2016-10-07 09:11:00
Wojciech Staniec

Dujszebajew nadal będzie trenerem reprezentacji. Jednak jeszcze nie wie co ze "starą gwardią"

Prezes Andrzej Kraśnicki przez kolejną kadencję będzie prezesem ZPRP. W związku z tym trenerem reprezentacji Polski mężczyzn w dalszym ciągu, przynajmniej do 2020 roku będzie Tałant Dujszebajew.

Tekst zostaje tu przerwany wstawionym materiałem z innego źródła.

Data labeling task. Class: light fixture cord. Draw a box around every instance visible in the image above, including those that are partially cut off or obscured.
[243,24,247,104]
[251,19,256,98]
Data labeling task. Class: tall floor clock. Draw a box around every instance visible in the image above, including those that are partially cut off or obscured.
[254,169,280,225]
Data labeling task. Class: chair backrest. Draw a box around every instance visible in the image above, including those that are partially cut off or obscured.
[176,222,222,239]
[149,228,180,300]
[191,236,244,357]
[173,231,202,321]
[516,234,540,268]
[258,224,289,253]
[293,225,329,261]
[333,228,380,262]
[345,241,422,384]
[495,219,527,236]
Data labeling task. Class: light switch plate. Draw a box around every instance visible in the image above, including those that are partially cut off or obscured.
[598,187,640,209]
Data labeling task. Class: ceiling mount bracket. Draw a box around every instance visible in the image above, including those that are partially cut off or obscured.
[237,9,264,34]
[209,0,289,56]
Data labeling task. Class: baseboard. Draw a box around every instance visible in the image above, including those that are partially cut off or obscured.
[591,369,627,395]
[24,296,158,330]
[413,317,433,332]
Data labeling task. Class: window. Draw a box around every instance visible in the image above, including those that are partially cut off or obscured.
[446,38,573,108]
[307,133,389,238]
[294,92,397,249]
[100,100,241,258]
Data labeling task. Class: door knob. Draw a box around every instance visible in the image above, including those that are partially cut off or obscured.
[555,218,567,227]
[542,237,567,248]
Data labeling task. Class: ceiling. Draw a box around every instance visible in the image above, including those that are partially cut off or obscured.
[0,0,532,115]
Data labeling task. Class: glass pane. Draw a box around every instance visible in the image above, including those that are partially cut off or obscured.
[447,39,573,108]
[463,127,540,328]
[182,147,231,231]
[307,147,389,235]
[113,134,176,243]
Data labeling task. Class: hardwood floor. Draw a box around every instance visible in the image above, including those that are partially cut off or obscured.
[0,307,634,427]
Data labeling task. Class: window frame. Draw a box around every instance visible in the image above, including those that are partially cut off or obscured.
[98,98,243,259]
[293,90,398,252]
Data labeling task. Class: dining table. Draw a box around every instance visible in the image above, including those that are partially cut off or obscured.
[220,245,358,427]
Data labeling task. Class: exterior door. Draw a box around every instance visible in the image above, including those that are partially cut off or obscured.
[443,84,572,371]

Przed Dujszebajewem trudne zadanie, bo czekać go będzie przebudowa reprezentacji Polski. - To jest normalne, ale cztery lata dają więcej optymizmu niż cztery miesiące, które miałem przed Igrzyskami Olimpijskimi - nie kryje. O tym, że w reprezentacji będą zmiany wiadomo. Zawodnicy ze "starej gwardii" mają grubo ponad 30 lat i zmiana pokoleniowa będzie wymuszona. Z reprezentacją pożegnał się już Bartosz Jurecki. Nie wiadomo jeszcze co z pozostałymi szczypiornistami, którzy stanowili o sile drużyny, która przez ostatnie lata grała z powodzeniem w wielkich imprezach. - Jeszcze za wcześnie. Nie wiemy jak wygląda sytuacja zdrowotna. Wiele będzie zależało od tego, czy oni będą chcieli nadal grać w kadrze. To są rozmowy, które będziemy prowadzić, kiedy przyjdzie czas na kadrę - przyznaje selekcjoner.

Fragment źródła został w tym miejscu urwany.